Spain’s regional and local governments are struggling to pay back debts. The central government has not made much progress either.
El Economista reports 72% of Treasury Issuance in 2015 to Refinance CCAA and Municipalities.
Of estimated €55 billion debt increase for 2015, 72 percent of that amount will be to regional governments and municipalities through new mechanisms created to ease the burden of regional debt and also provide liquidity to local authorities for other policies (through the Fund Management, targeting the most indebted and Economic Promotion Fund for sustainable investments).

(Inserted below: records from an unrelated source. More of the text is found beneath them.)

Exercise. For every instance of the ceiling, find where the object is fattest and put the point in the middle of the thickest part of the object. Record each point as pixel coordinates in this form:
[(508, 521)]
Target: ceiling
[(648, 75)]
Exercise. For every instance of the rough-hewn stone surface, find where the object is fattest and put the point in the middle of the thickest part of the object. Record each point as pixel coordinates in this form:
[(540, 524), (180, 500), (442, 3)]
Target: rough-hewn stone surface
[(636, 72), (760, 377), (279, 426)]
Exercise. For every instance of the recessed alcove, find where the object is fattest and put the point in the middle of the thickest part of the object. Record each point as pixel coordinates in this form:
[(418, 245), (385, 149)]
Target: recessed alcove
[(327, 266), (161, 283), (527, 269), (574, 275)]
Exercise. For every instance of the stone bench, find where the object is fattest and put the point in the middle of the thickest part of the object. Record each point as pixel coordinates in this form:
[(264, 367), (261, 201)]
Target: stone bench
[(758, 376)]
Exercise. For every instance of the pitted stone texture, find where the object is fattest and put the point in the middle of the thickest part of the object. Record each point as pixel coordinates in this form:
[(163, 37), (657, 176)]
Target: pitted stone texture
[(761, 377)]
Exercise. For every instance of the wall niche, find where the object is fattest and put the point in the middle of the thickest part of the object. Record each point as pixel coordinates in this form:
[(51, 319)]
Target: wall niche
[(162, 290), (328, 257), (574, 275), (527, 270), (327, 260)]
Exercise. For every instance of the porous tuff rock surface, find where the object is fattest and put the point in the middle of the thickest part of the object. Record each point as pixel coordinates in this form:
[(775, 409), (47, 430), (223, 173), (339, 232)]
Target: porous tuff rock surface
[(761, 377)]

The €55 billion debt increase announced Friday is the same as last year, but is €8 billion superior to that which was announced last September.

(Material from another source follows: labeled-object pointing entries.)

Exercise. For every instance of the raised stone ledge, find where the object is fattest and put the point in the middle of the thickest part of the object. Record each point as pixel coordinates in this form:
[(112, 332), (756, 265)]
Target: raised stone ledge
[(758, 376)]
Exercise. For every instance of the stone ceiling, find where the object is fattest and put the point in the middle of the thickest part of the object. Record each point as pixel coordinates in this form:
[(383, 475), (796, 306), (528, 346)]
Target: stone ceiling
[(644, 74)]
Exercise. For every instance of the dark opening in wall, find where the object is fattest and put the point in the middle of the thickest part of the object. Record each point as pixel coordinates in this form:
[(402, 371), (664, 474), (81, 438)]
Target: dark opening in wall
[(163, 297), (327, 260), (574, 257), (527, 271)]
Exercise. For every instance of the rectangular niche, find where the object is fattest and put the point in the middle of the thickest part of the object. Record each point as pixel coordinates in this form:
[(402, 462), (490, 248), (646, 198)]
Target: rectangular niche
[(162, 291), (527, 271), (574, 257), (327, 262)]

Debt Increase Year by Year
Guru Huky has some interesting charts in his post Spain will Increase National Debt by €55 Billion.
Since 2008, Spanish debt has increased by €600 billion.

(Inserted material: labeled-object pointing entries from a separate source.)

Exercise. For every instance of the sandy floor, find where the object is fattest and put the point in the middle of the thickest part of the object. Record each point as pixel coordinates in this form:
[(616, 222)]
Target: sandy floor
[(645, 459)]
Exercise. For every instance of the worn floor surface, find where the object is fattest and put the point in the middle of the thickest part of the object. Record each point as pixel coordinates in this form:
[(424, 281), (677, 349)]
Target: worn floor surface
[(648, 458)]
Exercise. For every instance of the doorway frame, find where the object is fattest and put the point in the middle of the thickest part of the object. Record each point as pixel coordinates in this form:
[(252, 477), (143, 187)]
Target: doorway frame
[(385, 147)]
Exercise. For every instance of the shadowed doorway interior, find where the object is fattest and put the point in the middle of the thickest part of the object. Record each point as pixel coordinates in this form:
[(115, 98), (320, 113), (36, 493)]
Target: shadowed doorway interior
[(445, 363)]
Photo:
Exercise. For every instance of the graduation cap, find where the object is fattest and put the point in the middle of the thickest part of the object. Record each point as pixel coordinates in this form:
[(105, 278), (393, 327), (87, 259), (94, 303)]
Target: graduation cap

Guru notes “Since 2012 we had a tax increase that completely screwed the middle class of this country. And yet we continue with a cruising speed of new debt generation of more than €50 billion a year.”
Interest Rate Perspective
click on chart for sharper image
In spite of the fact that yield on the 10-year government bond is a record low 1.67%, Spain tacks on more debt year after year.
For comparison purposes, the yield on 10-Year US notes is 2.25%.
Like Japan, Europe cannot stand higher interest rates.